That, what with sneers from enemies and cheapening shrugs from friends,
It will cost you all the earnings that a month of labor lends."

There are, as might be expected, some commonplace pieces in the volume,— a few failures in the line of humor. The Spectre Pig, the Dorchester Giant, the Height of the Ridiculous, and one or two others might be omitted in the next edition without detriment. They would do well enough for an amateur humorist, but are scarcely worthy of one who stands at the head of the profession.

It was said of James Smith, of the Rejected Addresses, that "if he had not been a witty man, he would have been a great man." Hood's humor and drollery kept in the background the pathos and beauty of his sober productions; and Dr. Holmes, we suspect, might have ranked higher among a large class of readers than he now does had he never written his Ballad of the Oysterman, his Comet, and his September Gale. Such lyrics as La Grisette, the Puritan's Vision, and that unique compound of humor and pathos, The Last Leaf; show that he possesses the power of touching the deeper chords of the heart and of calling forth tears as well as smiles. Who does not feel the power of this simple picture of the old man in the last-mentioned poem?

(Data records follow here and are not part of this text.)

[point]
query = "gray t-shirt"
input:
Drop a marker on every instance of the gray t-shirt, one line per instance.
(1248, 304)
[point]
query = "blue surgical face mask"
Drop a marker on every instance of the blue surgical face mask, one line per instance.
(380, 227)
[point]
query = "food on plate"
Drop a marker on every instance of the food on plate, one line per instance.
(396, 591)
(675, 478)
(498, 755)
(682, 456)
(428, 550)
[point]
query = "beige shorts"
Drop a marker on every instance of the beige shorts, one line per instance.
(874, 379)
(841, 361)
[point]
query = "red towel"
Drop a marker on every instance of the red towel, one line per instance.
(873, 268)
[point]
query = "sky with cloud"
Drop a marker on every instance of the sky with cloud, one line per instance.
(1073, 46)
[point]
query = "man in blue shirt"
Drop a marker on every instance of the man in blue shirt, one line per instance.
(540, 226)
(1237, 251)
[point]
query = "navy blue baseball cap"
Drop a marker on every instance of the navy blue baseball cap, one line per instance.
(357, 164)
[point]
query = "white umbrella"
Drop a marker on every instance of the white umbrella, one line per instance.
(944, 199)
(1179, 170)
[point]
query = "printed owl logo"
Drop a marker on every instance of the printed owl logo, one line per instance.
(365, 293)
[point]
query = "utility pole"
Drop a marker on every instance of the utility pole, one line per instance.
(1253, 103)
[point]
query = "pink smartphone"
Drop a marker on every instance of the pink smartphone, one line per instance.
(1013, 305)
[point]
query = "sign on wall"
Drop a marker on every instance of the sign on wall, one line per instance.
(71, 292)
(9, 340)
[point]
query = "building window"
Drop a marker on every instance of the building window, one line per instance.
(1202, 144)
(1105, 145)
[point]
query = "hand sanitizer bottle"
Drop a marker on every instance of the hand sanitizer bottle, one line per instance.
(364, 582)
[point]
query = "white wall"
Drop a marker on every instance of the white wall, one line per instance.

"But now he walks the streets,
And he looks at all he meets
Sad and wan,
And he shakes his feeble head,
That it seems as if he said,
'They are gone.'

"The mossy marbles rest
On the lips that he has prest
In their bloom,
And the names he loved to hear
Have been carved for many a year
On the tomb."

Dr. Holmes has been likened to Thomas Hood; but there is little in common between them save the power of combining fancy and sentiment with grotesque drollery and humor. Hood, under all his whims and oddities, conceals the vehement intensity of a reformer. The iron of the world's wrongs had entered into his soul; there is an undertone of sorrow in his lyrics; his sarcasm, directed against oppression and bigotry, at times betrays the earnestness of one whose own withers have been wrung. Holmes writes simply for the amusement of himself and his readers; he deals only with the vanity, the foibles, and the minor faults of mankind, good naturedly and almost sympathizingly suggesting excuses for the folly which he tosses about on the horns of his ridicule. In this respect he differs widely from his fellow-townsman, Russell Lowell, whose keen wit and scathing sarcasm, in the famous Biglow Papers, and the notes of Parson Wilbur, strike at the great evils of society and deal with the rank offences of church and state. Hosea Biglow, in his way, is as earnest a preacher as Habakkuk Mucklewrath or Obadiah Bind-their-kings- in-chains-and-their-nobles-in-fetters-of-iron. His verse smacks of the old Puritan flavor. Holmes has a gentler mission. His careless, genial humor reminds us of James Smith in his Rejected Addresses and of Horace in London. Long may he live to make broader the face of our care- ridden generation, and to realize for himself the truth of the wise man's declaration that a "merry heart is a continual feast."